What I’ve learned about love is that it needs to be accepted to be realized. My cat Belle, who passed on recently, taught me very specifically how this works. She showed me many forms of surrender—in this case of this story, surrender to love.

When Belle was a kitten, she came to us as a skittish being. She hid under the bed. She was born outdoors, so we set up a way for her to go outside on her own. Over time, she learned that she could explore the local “wilderness” and still be given everything she needed when she returned home. However, as much as she was clearly a tender heart, she remained hidden most of the time.

Our other cat, Oscar, welcomed her as only cats who’ve previously established their territory can do—by hissing in her face. She didn’t seem to take it personally, but it meant that, for the time being, she was on her own.

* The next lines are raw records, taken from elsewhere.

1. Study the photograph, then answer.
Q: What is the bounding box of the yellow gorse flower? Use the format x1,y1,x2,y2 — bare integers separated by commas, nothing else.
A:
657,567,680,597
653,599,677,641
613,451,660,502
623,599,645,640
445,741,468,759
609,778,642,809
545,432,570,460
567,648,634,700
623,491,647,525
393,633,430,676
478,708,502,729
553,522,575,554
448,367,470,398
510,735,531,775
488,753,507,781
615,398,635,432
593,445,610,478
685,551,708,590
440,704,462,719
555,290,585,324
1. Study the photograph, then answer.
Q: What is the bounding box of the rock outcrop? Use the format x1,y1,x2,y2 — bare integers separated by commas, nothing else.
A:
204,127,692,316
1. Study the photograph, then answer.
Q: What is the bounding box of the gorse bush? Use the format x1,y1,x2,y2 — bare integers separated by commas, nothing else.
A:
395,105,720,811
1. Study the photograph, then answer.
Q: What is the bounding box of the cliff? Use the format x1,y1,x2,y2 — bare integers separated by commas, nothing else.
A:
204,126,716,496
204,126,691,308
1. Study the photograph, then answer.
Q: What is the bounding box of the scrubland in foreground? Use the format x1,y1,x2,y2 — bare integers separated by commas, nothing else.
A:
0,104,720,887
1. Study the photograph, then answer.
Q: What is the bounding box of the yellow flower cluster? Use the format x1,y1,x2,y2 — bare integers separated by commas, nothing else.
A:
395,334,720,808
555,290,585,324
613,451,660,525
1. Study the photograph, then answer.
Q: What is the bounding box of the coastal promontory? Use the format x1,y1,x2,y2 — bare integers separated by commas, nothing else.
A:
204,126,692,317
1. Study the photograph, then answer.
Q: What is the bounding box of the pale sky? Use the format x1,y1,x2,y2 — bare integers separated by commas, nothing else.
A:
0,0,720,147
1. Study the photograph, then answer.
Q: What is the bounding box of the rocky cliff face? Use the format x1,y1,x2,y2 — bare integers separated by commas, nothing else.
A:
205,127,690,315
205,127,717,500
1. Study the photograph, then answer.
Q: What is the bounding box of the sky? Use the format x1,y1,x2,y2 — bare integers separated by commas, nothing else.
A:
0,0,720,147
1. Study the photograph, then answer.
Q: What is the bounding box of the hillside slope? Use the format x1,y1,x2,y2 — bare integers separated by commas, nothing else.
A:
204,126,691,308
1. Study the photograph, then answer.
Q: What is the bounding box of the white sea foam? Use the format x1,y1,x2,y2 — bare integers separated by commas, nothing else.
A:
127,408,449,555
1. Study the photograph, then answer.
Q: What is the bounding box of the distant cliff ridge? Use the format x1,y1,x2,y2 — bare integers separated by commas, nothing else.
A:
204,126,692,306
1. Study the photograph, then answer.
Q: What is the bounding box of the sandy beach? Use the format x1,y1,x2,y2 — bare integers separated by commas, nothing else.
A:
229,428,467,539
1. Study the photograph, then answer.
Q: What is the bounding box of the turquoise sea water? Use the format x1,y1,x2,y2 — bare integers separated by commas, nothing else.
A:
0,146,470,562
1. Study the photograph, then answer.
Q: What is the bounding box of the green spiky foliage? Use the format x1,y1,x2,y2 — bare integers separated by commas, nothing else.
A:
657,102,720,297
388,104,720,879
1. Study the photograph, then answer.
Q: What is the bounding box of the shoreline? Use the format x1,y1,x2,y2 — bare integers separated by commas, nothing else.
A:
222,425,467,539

I could tell by the way Belle looked at me that she could feel my love for her and that she appreciated it. She just didn’t trust it completely. Until one day when a young girl visited, and my husband at the time picked Belle up to let our visitor pet her. Even though they were both being gentle, Belle panicked. She leapt out of his arms, onto a windowsill and, imagining she could escape, banged her head full force into the glass pane. Dazed, she turned around and meowed in distress.

I looked at Belle lovingly and asked if I could come over to pick her up. This is the first time I remember spending many minutes waiting, moving slightly closer to her, asking again, and waiting again. It became a pattern of gentleness and patience that she was here to teach. After many minutes building trust with eye contact and soft vocal tones, Belle allowed me to lift her into my arms. I brought her to the bedroom and placed her on the bed, whereupon she immediately leapt down and slinked underneath for safety.

Over time, Belle learned that she could safely sleep on the bed when we weren’t around. Perhaps a year later, she jumped on the bed while we were actually in it, and she let us pet her. If we sat up, though, she’d jump back down. Maybe four more years passed before she discovered that she could be petted if she came up onto the couch. I coaxed and encouraged her for months by placing a blanket next to me. It took more years before I could pull that blanket onto my lap.

By the time she left her body, at 21½, Belle was lying across my lap in complete surrender.

I watched my world open, and my heart open, over the decades that Belle and I lived together. Many more lessons on surrender, patience, devotion and grace ensued. For me, these are the timeless gifts of an eternal love story.